The syposium featured a record 96 posters, which overflowed from Rodbell Auditorium into the lobby, by researchers and trainees in the NIEHS Division of Intramural Research and Clinical Research Branch, the National Toxicology Program (NTP), the Environmental Protection Agency, and industry representatives.
“It was cool to see different genomics functions showcased, and to learn about different teams I could reach out to for help answering questions that have come up in my research,” said Dahea You, Ph.D., Pharm.D., a first-time attendee and first-year postdoc in the NIEHS Biomolecular Screening Branch. “I thought it was small enough that you could easily interact with people, but not so small that you were limited in the amount of information you gained.”
The highest in high-tech
Lead organizer Kevin Gerrish, Ph.D., director of the NIEHS Molecular Genomics Core Laboratory, previewed the day’s offerings. “My hope is that there is something here for everyone,” he said. “We have a lot of new technologies that are represented in these presentations, including single cell analysis and high-throughput screening, using model systems ranging from yeast to humans, covering topics like development, DNA repair, toxicology, stem cells, and carcinogenesis, just to name a few.”
Greg Solomon, manager of the Epigenomics Core Laboratory, and Jason Li, Ph.D., director of the Integrative Bioinformatics Support Group, described the services they provide, how to access their resources, and the latest updates to their technology portfolio.
The Epigenomics Core recently added a new high-throughput sequencing machine called the NovaSeq 6000 that has upped the number of reads — a measure of how much of the genome is sequenced at a time — from 400 million to 20 billion per run.
“We are adding a new technique or modifying an existing technique every other month,” Solomon told the audience. “We are very interested in looking to the future, so if you have ideas of things you want to do, get up with us.”
Li explained that his group offers bioinformatics services that can assist every step of the research process, including project conception, experimental design, data analysis, data interpretation, and project conclusions. Scientists in his group provide education and training opportunities for NIEHS staff throughout the year, such as the Biostatistics and Bioinformatics Short Courses series, which begins again in June.
Spotlight on DNA repair
“It was really nice to listen to the talks this morning and get a broader feeling for what is going on at the institute,” Williams said at the beginning of his keynote. As deputy chief of the Genome Integrity and Structural Biology Laboratory, he studies DNA repair pathways, and specifically, the molecular mechanisms of DNA repair.

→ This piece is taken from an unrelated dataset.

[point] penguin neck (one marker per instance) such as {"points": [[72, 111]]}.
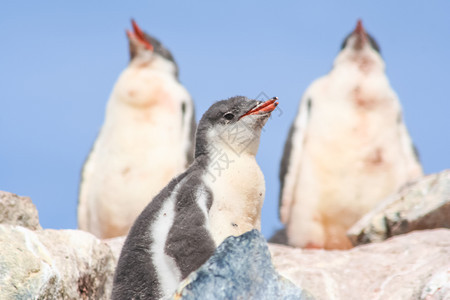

Williams said that a critical type of DNA damage called a DNA-protein crosslink can act like a ticking time bomb that, if not disabled, could trigger cells to die off or turn cancerous. His lab has discovered that these crosslinks can be repaired by two special proteins called TDP2 and ZATT.
With the help of the Protein Expression Core Facility and the Flow Cytometry Center, his team has recently mapped the exact spots where these two proteins interact with each other. Such maps could help scientists design therapies that could undo the damage from common chemotherapy drugs.
(Marla Broadfoot, Ph.D., is a contract writer for the NIEHS Office of Communications and Public Liaison.)